Artificial Turf Installation is an intense DIY project and requires some heavy lifting, so recruit a few strong friends to help. First, remove existing grass and soil using a rototiller or spade, and lay down a weed barrier and type 1 base.
Locate and mark any wiring, sprinklers or electrical installations, then move them slightly inward to avoid accidental damage when nailing the turf edges down. Then, spread and rake the infill.
Preparing the Area
Creating a level base for turf is one of the most important and costly parts of a quality installation. Unethical installers cut corners here and it shows in their work. Gaps and ponds in the turf are usually the first indication that the job was not done well.
Spray the entire area with Round-Up or another weed killer to kill any existing grass and weeds. Then prepare the site by removing any debris.
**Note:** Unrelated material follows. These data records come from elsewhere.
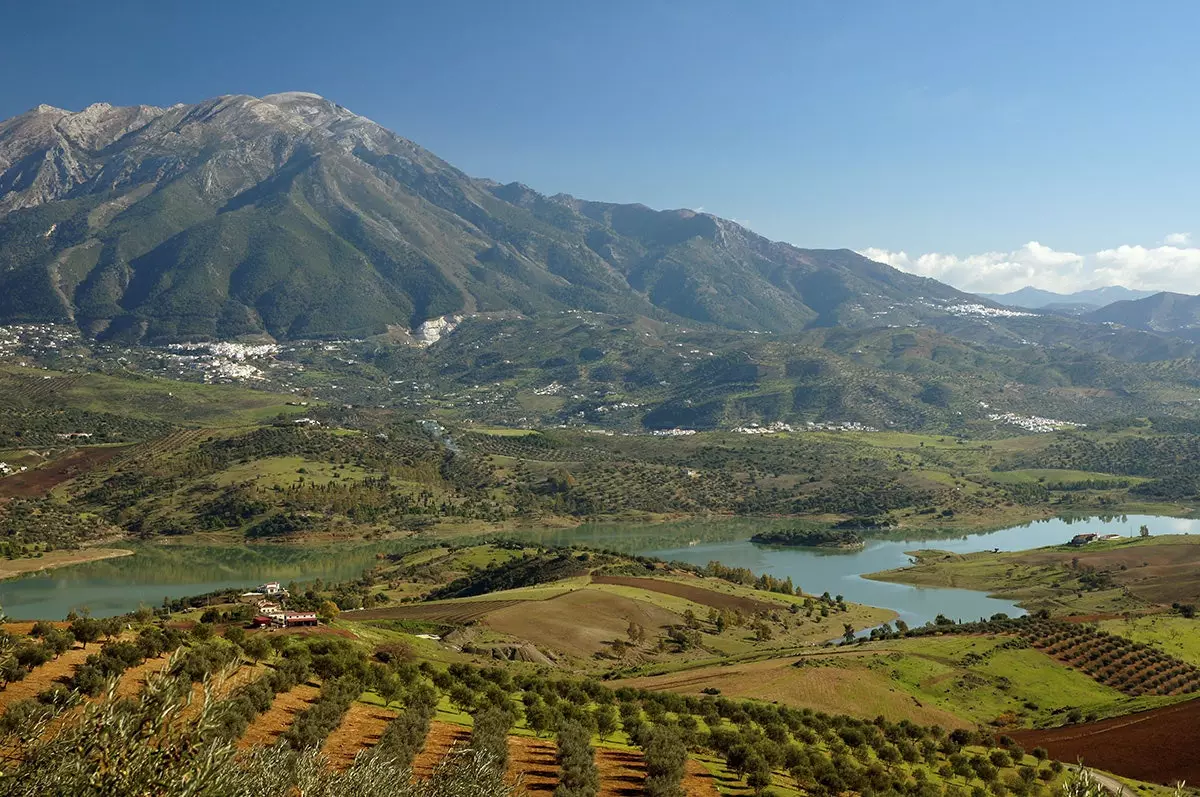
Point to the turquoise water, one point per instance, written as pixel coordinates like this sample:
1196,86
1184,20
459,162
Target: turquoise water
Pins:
156,571
840,571
118,586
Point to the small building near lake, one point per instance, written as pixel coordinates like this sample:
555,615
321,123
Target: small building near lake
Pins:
286,619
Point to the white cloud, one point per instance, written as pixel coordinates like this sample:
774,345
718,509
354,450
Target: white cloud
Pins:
1173,267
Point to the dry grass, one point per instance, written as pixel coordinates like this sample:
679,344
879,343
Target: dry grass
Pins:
270,725
1163,573
45,676
443,736
360,729
623,773
135,678
838,690
579,623
10,568
533,763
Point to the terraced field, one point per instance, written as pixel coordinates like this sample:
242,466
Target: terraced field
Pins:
456,612
696,594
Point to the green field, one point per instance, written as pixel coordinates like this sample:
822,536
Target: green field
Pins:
979,679
1176,635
Once the base is prepared, you can roll out the artificial turf. It may take a few hours to recover its shape after being tightly packed in rolls for shipping and transport. This will allow you to check that it is smooth and firm before moving on. If necessary, more base compaction can be done at this time. It is also a good idea to add a layer of silica sand for stability. The infill also helps improve the footing and reduces static electricity.
Adding the Base
Artificial turf must be installed on a base to drain properly, prevent weed growth and ensure the safety of your pets and children. This process involves digging up the soil, adding rubble and ramming it firmly to create an absorbing surface on which to lay the grass. It takes 5-7 days to prepare the area this way.
The base must be compacted, either by hand or with a vibratory roller. The turf can then be laid over it, and it is important to seam the turf as well as possible. This will help keep it from moving or lifting over time, especially if you have heavy foot traffic.
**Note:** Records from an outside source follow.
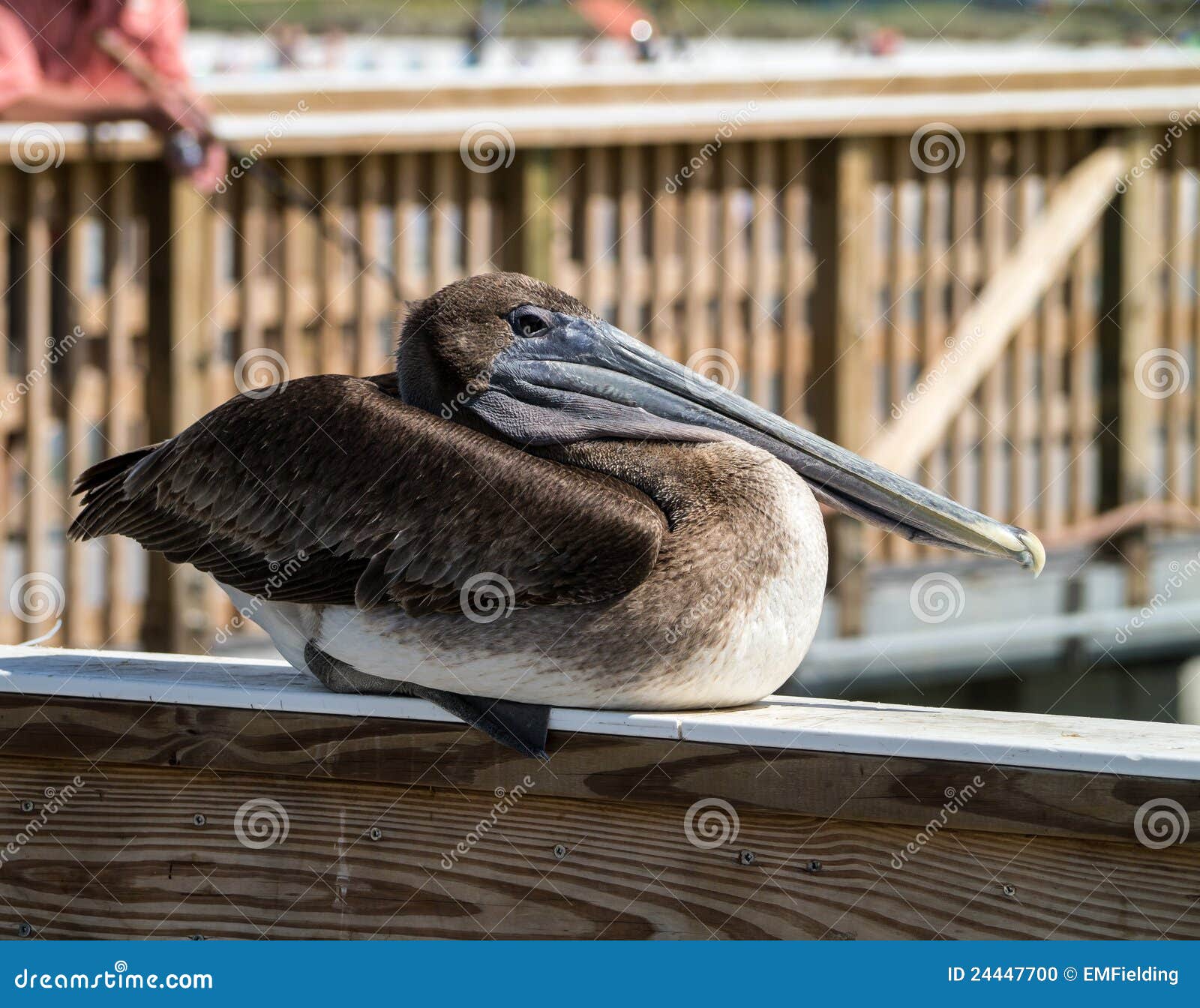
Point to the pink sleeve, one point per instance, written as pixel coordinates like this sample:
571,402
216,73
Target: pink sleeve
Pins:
160,28
20,70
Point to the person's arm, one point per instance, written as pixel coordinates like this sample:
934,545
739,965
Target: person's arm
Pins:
62,104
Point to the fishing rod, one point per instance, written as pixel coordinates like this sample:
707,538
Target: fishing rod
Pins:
186,152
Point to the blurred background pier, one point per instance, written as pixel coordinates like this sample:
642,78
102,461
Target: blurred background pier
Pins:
972,256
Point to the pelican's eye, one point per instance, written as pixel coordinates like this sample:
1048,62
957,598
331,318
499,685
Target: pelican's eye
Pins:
530,321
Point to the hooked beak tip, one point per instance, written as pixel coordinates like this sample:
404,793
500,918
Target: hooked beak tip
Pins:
1037,552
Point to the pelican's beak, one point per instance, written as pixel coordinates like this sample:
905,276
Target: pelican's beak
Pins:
588,380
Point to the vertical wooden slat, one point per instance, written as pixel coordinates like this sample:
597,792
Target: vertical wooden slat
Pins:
333,266
995,244
443,234
1023,358
765,275
122,627
1128,336
11,629
371,288
412,281
597,251
297,280
178,226
1050,486
698,266
1178,320
965,214
78,629
1084,405
630,228
538,227
902,350
40,504
844,309
731,267
665,225
935,279
252,230
797,281
480,227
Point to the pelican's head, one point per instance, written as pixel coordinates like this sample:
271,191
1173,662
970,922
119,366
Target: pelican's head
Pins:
534,366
You will also want to fasten the turf down using galvanized nails or spikes. These will prevent the grass from shifting or curling over time, and they will also help hold it down when your kids and pets play on it. The nails should be spaced every 12-24 inches throughout the center and 3-4 inches apart along the perimeter.
Adding the Turf
It is important not to skip any steps in the installation process because one mistake could result in a turf lawn that doesn’t look as good or perform as well as you might want. A good set of tools, a wheelbarrow and a turf cutter are essential for the project, along with safety glasses for sweeping up infill that can fly into your eyes.
It’s also important to make sure the seams of the turf are as tight as possible. This helps ensure that the turf doesn’t develop a wavy appearance in the future. If the turf isn’t positioned correctly, the soil underneath will move over time, and this can make it less beautiful and more prone to damage.
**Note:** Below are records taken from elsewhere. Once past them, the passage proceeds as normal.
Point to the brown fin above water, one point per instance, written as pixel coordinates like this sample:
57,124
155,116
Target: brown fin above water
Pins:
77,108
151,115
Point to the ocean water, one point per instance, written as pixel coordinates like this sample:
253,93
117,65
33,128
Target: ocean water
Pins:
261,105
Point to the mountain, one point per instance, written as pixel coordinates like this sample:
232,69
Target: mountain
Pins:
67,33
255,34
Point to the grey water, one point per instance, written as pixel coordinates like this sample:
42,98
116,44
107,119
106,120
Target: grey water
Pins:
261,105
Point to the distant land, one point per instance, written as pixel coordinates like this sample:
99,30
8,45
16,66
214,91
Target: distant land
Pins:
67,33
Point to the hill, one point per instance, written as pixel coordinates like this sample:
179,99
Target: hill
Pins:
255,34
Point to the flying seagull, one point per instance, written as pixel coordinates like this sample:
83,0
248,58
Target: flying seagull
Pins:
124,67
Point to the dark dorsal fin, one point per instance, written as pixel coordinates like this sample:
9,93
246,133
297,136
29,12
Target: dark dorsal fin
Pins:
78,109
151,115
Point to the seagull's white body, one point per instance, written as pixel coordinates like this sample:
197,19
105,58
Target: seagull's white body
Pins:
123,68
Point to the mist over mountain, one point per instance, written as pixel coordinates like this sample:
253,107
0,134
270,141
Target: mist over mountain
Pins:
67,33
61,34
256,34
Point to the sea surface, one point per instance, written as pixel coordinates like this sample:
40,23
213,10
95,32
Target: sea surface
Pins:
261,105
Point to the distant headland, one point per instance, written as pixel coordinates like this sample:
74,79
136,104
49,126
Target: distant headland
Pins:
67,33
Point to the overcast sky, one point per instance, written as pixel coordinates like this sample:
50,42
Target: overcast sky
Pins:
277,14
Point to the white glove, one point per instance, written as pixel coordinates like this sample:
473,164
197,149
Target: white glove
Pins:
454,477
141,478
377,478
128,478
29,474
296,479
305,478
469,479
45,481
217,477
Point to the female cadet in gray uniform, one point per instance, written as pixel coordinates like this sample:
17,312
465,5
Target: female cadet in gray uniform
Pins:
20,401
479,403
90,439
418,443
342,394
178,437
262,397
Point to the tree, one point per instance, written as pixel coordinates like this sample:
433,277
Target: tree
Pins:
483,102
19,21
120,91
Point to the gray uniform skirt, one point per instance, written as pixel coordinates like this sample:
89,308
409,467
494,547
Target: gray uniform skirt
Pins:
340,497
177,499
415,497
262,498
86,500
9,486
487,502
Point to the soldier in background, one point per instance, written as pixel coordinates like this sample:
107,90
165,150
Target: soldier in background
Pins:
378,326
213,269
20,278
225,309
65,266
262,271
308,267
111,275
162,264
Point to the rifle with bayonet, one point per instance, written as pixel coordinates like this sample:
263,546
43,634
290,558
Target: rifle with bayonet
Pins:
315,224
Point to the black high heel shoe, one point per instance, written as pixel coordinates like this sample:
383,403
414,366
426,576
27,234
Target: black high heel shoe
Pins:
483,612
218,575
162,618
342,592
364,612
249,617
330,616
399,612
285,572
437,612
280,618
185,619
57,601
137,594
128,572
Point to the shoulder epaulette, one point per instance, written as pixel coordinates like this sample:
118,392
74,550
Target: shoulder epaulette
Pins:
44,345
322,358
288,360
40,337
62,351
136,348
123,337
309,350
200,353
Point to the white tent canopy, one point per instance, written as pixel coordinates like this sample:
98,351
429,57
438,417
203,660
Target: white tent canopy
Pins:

When cutting turf for seaming together, be sure to always cut from the back. This will help ensure that the blades fall in the same direction and create a more appealing appearance. This is especially important if you are working with two separate pieces of turf, and the edges of each piece overlap.
Adding the Weed Barrier
A weed barrier is an optional step that reduces the likelihood of weeds poking through your synthetic turf. It’s an especially good idea if your yard is overly fertile and prone to weeds or if you don’t want to use chemical herbicides on your new lawn.
Once the weed barrier is in place, it should be covered with a layer of class 2 road base and tamped down using a hand tamper or a plate compactor. The goal is to create a smooth, level surface that can be walked on comfortably and will prevent the base from shifting or sinking over time.
It’s also a good idea to install a border around the area of your project, like a plastic bender board or concrete curb. This will keep the turf from separating over time and also help deter gophers or earthworms from digging up your lower layers. If the border is going to be on the outside edge of your artificial turf, it should be short enough that it won’t interfere with drainage.